La decisione, presa durante la riunione che terminerà domani, è stata accolta con piacere dall’organo esecutivo che aveva espresso già in altre sedi tale richiesta. “La Comunità europea – ha dichiarato il Commissario per l’Ambiente Stavros Dimas ha – è parte contraente della Convenzione ONU sui cambiamenti climatici e del Protocollo di Kyoto, e le nostre decisioni e le recenti proposte in materia di lotta globale contro il cambiamento climatico sottolineano che continueremo a fare da guida. E’ importante che ora saremo pienamente coinvolti nelle future valutazioni scientifiche sul cambiamento climatico dell’IPCC che naturalmente rimangono la base per le nostre politiche, sia a livello nazionale e mondiale.
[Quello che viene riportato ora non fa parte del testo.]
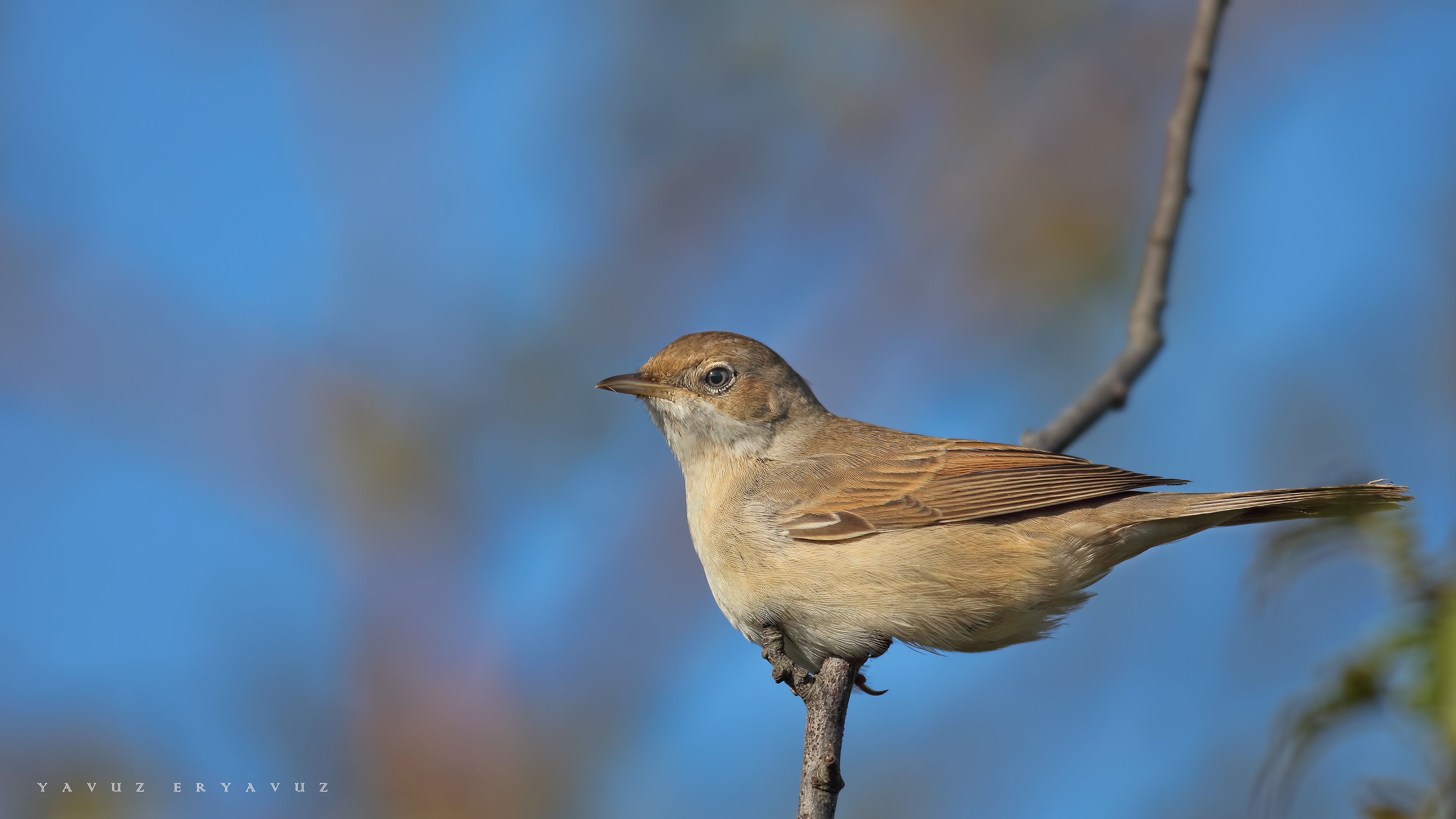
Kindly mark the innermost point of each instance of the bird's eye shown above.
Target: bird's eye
(719, 378)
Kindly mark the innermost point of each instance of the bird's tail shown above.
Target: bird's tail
(1293, 505)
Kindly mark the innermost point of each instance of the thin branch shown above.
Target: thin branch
(1145, 333)
(826, 697)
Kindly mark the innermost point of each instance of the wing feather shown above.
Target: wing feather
(927, 482)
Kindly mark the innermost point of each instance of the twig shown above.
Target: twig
(1145, 333)
(826, 697)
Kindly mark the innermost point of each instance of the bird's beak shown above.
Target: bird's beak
(634, 384)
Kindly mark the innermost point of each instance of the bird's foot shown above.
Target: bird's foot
(784, 670)
(864, 686)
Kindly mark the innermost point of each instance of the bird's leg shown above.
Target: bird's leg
(799, 679)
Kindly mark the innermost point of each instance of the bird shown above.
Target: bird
(846, 537)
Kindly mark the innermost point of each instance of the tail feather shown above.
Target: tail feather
(1292, 505)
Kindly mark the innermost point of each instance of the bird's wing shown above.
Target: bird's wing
(927, 482)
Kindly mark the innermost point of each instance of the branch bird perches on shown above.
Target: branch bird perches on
(826, 696)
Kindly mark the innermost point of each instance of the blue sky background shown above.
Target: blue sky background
(302, 477)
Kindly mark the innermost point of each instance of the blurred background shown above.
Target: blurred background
(302, 474)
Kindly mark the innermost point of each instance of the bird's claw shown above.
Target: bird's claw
(863, 684)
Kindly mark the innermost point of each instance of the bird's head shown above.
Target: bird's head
(720, 390)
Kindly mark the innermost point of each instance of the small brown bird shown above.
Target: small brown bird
(848, 535)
Fondamentalmente, l’accordo di cui abbiamo bisogno a Copenaghen è guidato dagli sviluppi scientifici dell’IPCC”.
Per il Commissario alla Ricerca Janez Potočnik: “Sostenere la ricerca sul clima e lo sviluppo di tecnologie a basse emissioni è una delle priorità della ricerca UE; il 7° Programma quadro, è anche uno dei principali motori e fonte di finanziamento della ricerca internazionale sul clima e della cooperazione in questo settore. È per questo che accolgo con grande favore il fatto che da oggi abbiamo una voce nel forum principale delle Nazioni Unite”.